How to save a model attribute in with state_dict()


I have a class DiscreteMLP(torch.nn.Module), in which I overwrite state_dict() and load_state_dict() to save also the class attribute self.theta and load it again.

    def state_dict(self, destination=None, prefix='', keep_vars=False):
        """ Overrides state_dict() to save also theta value"""
        original_dict = super().state_dict(destination, prefix, keep_vars)
        original_dict[prefix+'theta'] = self.theta
        return original_dict

    def load_state_dict(self, state_dict, strict=True):
        """ Overrides state_dict() to load also theta value"""
        theta = state_dict.pop('theta')
        super().load_state_dict(state_dict, strict)

It works fine if I save and load this mlp only. However, when I integrate this mlp into a bigger model, I have a problem:

if len(error_msgs) > 0:
            raise RuntimeError('Error(s) in loading state_dict for {}:\n\t{}'.format(
>                              self.__class__.__name__, "\n\t".join(error_msgs)))
E           RuntimeError: Error(s) in loading state_dict for OptionsGraph:
E           	Unexpected key(s) in state_dict: "0.theta".

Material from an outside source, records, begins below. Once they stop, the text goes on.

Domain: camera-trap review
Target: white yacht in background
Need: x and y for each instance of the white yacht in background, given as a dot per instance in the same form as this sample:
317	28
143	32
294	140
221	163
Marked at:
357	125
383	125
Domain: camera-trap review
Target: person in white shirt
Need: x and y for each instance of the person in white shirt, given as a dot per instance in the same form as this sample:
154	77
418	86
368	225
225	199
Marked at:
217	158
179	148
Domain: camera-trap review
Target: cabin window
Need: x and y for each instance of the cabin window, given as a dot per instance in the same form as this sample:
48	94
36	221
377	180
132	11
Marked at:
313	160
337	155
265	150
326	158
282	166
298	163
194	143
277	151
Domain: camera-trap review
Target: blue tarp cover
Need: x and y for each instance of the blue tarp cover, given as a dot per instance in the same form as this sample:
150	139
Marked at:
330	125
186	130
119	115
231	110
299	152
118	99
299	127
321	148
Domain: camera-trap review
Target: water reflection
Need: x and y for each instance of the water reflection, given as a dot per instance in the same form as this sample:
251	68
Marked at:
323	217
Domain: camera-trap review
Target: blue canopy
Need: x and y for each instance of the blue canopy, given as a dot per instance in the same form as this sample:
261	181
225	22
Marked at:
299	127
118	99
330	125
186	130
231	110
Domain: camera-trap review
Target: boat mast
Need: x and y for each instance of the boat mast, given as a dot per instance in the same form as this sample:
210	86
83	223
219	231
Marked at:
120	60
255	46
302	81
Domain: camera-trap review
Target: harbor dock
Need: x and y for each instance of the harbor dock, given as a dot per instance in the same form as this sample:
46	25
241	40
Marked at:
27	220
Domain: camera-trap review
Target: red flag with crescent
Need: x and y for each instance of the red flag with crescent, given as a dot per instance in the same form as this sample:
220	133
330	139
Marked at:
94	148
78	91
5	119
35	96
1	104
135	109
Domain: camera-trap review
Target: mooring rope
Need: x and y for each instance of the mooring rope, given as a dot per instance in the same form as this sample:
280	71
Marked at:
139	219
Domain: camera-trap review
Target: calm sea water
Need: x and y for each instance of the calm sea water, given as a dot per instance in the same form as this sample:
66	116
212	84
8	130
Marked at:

The bigger model is a model with multiple layers, where each layer is a mlp.

I could not find a proper pytorch tutorial, how to overwrite state_dict() and load_state_dict() that can handle this case. Could you please help?

Thanks a lot!

1 Like

If I were you, I set theta by register_buffer in the custom mlp like running_mean in batch norm (here is the link of that part).
In this case, it’s not necessary to overwrite load_state_dict and state_dict.

1 Like

Thank you, that’s exactly what I am looking for. A clean way to register theta.

self.register_buffer('theta', torch.tensor([theta]))
1 Like